The new tooth cost in Ireland is up more than €7,000 per month, according to the dental union.

This is up from the previous figure of €4,000.

The union says the rise in the cost of a tooth comes at a time when people are being asked to pay more.

“There is a sense of urgency with people being asked, ‘How can I save my money for my dental procedure’,” said Dr Richard McQuaid from the union’s National Dentists Association.

“This is part of a long-term trend towards higher costs.”

In the last 12 months, dentists in Ireland have reported an average of €15,600 in dental bills.

“It’s about the average amount of the bill for people who have a serious infection and a problem with their dental implants,” said Dr McQuee.

The average bill in the city of Dublin is €2,900.

Dr McSweeney said people need to be reminded of their dental needs and be able to negotiate the prices they are paying.

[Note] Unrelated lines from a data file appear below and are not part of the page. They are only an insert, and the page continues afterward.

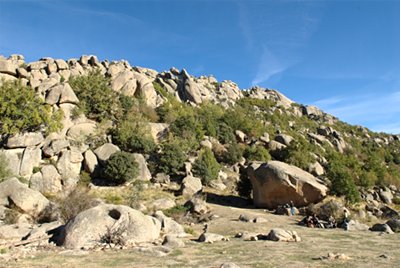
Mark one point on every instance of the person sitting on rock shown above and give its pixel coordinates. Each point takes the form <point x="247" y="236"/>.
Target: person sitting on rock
<point x="316" y="221"/>
<point x="331" y="222"/>
<point x="292" y="208"/>
<point x="310" y="222"/>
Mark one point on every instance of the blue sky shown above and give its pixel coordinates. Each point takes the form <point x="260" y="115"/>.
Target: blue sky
<point x="343" y="56"/>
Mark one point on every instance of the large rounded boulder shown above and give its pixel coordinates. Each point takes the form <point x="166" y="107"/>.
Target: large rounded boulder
<point x="276" y="183"/>
<point x="90" y="226"/>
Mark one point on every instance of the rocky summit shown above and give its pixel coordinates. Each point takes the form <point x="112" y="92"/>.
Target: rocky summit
<point x="99" y="155"/>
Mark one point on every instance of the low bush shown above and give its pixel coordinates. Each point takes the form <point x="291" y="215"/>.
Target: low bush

“They need to have the right dental care plan that is flexible to what they are looking at, and it’s not just what they can afford but what they think they can handle,” he said.

This year, the dental association wants to see a nationwide campaign to raise awareness about the rising cost of dental care.

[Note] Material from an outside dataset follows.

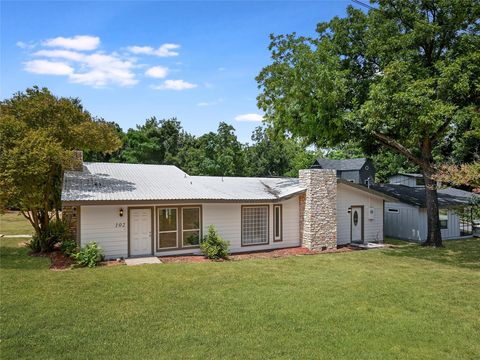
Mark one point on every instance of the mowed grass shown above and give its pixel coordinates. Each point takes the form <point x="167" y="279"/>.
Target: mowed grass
<point x="375" y="304"/>
<point x="14" y="223"/>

It also wants the Irish Dental Association to make it clear to the public that they have a right to have their dental treatment free of charge.

“We want to make sure that people have the opportunity to negotiate their dental costs,” Dr McShoey said.

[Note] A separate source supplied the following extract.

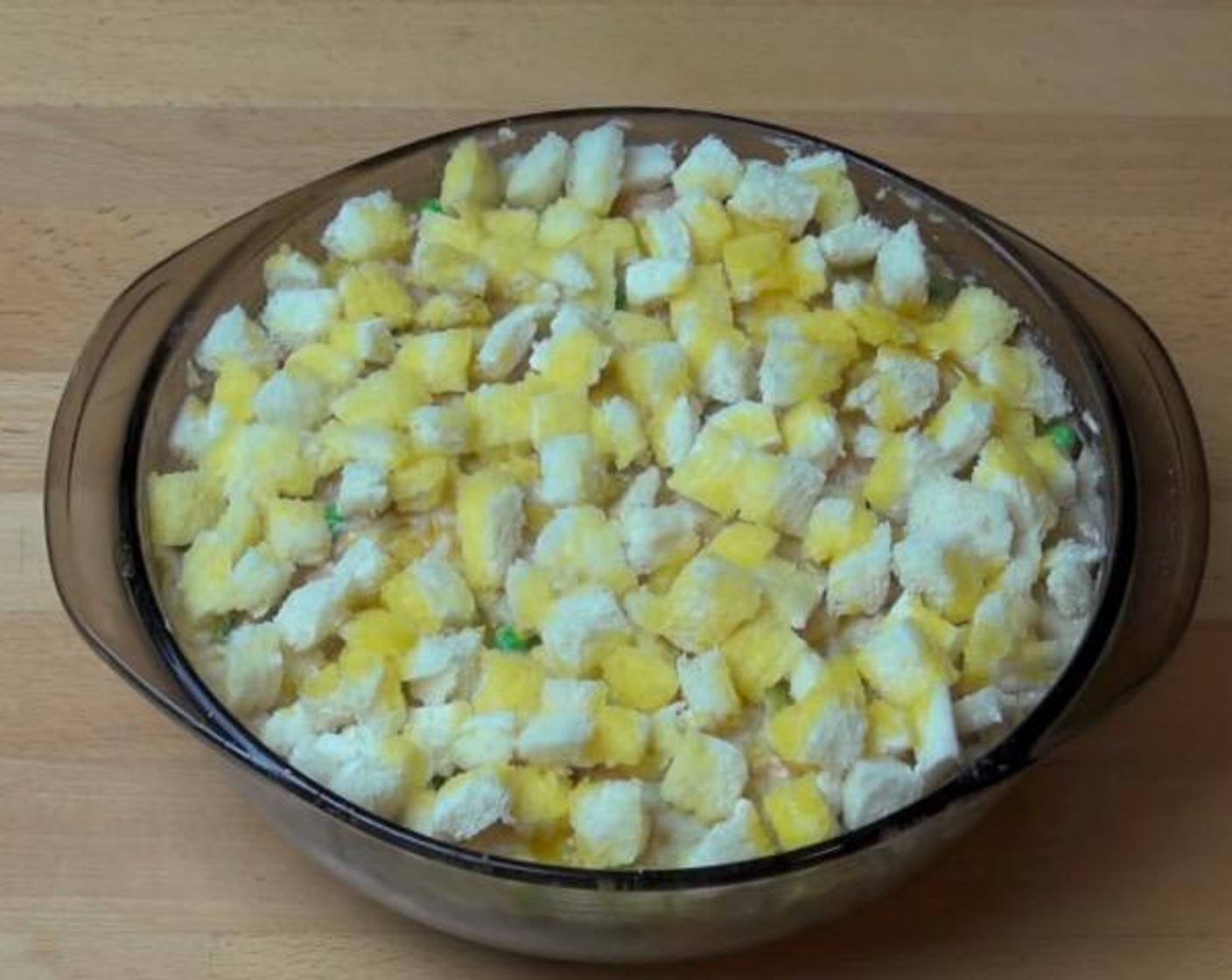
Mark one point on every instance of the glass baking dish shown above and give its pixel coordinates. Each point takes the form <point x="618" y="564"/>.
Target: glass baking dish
<point x="122" y="396"/>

He said people had the right to ask for dental treatment but were being pushed to pay out of pocket.

“I think people are not being held to account, but they are being penalised for being in debt,” he added.

A spokesperson for the Irish Government said the dental costs of people with dental problems were set out in the Dental Health Act which applies to everyone.

“The costs of treatment, including the cost for the treatment of infection, include: the costs of any dental implants (except in some rare circumstances), any treatments, or any other treatment that is part and parcel of the procedure, such as dental implant replacement and any other dental treatment, whether free or for a fee,” she said.

“Dental health services are funded by the state.

Any additional costs to pay this cost, including hospital charges, are borne by the patient.”

A spokesperson from the Department of Health said they are aware of the dental bill increase.

“These figures are published annually on the Department’s website, and the cost increases are included in the Departmental Budget,” they said.